At this time the team had been up for more than 30 hours. There was grumbling on the bus. It sounded like we were out of energy and low on spirit. I had dark thoughts that we might not be able to finish. I realized that my commitment to take three miles was weak and not even half of the next leg.

I was listening to Pink's Raise Your Glass and F’ing Perfect and reflected on everything I had done in the past year to get in shape. It was a turning point where I could choose to be a man or a mouse. I decided I would do whatever it took to finish the race and I was starting by finishing this leg.

When I saw my team halfway down the hill at the 3-mile mark, I pointed at my chest and then down the hill. I threw down my hoodie. I shouted to the team: "I am going to finish this leg!" I gained speed and kept running. The team cheered me on.
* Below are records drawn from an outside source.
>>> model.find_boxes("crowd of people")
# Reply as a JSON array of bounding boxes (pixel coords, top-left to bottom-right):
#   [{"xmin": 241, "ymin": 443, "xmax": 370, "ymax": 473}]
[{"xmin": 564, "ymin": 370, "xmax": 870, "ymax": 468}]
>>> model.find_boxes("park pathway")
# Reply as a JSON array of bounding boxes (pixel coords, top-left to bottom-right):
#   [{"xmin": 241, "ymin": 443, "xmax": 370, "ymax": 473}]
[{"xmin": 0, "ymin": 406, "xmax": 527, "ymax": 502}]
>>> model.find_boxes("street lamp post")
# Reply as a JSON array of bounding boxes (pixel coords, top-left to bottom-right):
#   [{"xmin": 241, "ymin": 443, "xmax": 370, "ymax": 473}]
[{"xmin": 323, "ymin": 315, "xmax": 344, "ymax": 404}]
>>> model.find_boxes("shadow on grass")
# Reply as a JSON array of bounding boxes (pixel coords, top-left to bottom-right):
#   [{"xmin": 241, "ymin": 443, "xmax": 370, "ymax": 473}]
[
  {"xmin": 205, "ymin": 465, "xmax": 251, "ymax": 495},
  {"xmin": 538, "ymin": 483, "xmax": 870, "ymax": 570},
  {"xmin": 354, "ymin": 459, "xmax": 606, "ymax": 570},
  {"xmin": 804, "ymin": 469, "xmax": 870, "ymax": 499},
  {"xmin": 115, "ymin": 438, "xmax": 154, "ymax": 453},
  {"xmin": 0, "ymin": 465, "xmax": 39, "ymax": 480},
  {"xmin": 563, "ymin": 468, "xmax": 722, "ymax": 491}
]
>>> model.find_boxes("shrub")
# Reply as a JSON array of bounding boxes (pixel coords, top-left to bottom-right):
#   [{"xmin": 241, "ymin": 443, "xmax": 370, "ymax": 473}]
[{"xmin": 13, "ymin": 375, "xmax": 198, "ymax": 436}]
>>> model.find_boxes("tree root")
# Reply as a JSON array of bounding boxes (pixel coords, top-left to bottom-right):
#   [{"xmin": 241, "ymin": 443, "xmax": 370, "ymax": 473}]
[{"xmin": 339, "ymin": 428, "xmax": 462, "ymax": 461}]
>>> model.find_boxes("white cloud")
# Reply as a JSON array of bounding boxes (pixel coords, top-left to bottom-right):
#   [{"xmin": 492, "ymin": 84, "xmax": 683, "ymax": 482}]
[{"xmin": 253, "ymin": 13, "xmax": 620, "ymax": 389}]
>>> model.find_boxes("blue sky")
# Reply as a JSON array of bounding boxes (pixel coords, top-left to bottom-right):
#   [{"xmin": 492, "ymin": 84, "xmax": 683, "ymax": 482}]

It was an emotional breakthrough for me. I smiled and cried most of the way. I thought of my inspirations. I thought of my training. I thought my team needed me in this moment. I pushed hard.

I used a few thoughts to keep me focused on finishing the race. I thought of Siddhartha learning to overcome the pain and desires of his physical body during his ascetic years.

I thought of my Native American ancestors and imagined channeling them. Their spirits ran through me and energized me.

I thought of Einstein’s quote, “for us physicists believe the separation between past, present, and future is only an illusion.” I imagined that I had already run a marathon, an ironman and had completed this Odyssey.

It was much easier than I thought. I was one of three runners on the team to do four complete legs. It was a 6.5-mile run down 1,750 feet of elevation. It was my longest run and the third longest of the 36 legs. I was done in 59.35.

I was prepared to do more, if needed. But our heroic team stepped up and saw us to the finish line. We finished in 29 hours and 32 minutes. Our average speed was 9:57 minute-miles, my average was 9:19.

This is a note I jotted down just after finishing my 19.4 miles: There is nothing more powerful than accepting your own death. I accept it. I am at peace with myself and with my life. I have conquered death. I am not afraid of dying.

I am very proud of my team and myself for completing this relay. I now feel energized to accomplish just about anything and I won’t give up ‘till I collapse.